Green Threads increase the footgun count as methods which return tasks are rather explicit about their nature. The domain of async/await is well-studied, and enables crucial patterns that, like in my previous example, Green Threads do nothing to improve the UX of in any way. This also applies to Go approach which expects you to use Channels, which have their own plethora of footguns, even for things trivially solved by firing off a couple of tasks and awaiting their result. In Go, you are also expected to use explicit synchronization primitives for trivial concurrent code that require no cognitive effort in C# whatsoever. C# does have channels that work well, but turns out you rarely need them when you can just write simple task-based code instead.
I'm tired of this, that one article is bad, and incorrect, and promotes straight-up harmful intuition and probably sets the industry in terms of concurrent and asynchronous programming back by 10 years in the same way misinterpreting Donald Knuth's quote did in terms of performance.
That’s a very simplistic view. Especially that java does/will provide “structured concurrency” as something analogous to structured control flow, vs gotos.
Also, nothing prevents you from building your own, more limited but safer (the two always come together!) abstraction on top, but you couldn’t express Loom on async as the primitive.

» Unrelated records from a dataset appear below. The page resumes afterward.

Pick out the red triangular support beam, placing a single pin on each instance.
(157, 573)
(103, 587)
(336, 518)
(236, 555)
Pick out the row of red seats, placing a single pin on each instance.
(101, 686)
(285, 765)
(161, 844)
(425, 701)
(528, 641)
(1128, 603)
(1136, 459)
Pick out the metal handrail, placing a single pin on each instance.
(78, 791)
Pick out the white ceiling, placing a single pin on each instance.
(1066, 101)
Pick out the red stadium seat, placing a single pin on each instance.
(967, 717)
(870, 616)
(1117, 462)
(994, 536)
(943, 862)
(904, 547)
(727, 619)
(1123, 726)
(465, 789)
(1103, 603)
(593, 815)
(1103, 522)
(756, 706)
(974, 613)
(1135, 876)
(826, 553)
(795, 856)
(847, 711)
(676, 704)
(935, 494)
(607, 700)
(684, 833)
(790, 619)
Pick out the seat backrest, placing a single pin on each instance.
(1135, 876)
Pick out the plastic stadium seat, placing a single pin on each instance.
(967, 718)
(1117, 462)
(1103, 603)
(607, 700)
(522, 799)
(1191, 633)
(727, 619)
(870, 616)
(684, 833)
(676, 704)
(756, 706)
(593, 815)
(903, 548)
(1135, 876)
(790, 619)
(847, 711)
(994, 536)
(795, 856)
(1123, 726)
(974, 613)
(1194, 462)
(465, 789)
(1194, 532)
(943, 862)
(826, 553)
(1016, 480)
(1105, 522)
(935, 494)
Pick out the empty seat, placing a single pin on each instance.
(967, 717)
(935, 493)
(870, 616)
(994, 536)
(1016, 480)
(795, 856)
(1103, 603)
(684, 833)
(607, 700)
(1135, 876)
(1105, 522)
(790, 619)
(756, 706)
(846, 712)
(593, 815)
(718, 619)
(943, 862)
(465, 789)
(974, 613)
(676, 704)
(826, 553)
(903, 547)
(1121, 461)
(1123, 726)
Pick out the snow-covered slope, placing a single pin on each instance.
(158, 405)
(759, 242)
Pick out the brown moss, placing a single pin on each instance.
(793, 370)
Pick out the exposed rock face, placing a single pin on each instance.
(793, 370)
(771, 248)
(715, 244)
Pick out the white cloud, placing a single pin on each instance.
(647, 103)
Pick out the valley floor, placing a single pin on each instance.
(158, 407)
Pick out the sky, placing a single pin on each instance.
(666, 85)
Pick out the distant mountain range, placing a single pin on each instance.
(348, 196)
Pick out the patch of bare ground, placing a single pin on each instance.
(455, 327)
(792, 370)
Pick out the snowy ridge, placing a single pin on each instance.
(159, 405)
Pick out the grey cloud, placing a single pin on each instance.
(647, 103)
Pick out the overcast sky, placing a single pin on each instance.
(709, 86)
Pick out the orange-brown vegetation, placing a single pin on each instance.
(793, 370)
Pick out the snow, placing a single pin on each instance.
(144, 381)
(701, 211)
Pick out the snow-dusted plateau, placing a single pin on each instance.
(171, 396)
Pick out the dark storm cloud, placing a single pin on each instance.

I don't think that this would be a good showcase for Virtual Threads.
The "async" API for Java is CompletableFutures, right? thats been stable for something like 10 years, so no real change since Java 8.
You'd jsut have to define a ThreadPool with n Threads before, where each request would've blocked one pending thread. Now it just keeps going.
So your equivalent Java example should've been something like this, but again: the completeable futures api is pretty old at this point.
The standard http client doesn’t have as great of UX as other community libs. Most of us (including me) don’t like to use it.
That being said, imo you can’t call something equivalent when doing a bunch of spring magic. This disregards that OPs logic isn’t equivalent at all. It waits for each future 1 by 1 instead of doing something like CompletableFuture.allOf or in JS: Promise.all.
It would break a lot of the native interop and UI code devx of the language. Java was never as nice in those categories so it had less to lose going this path.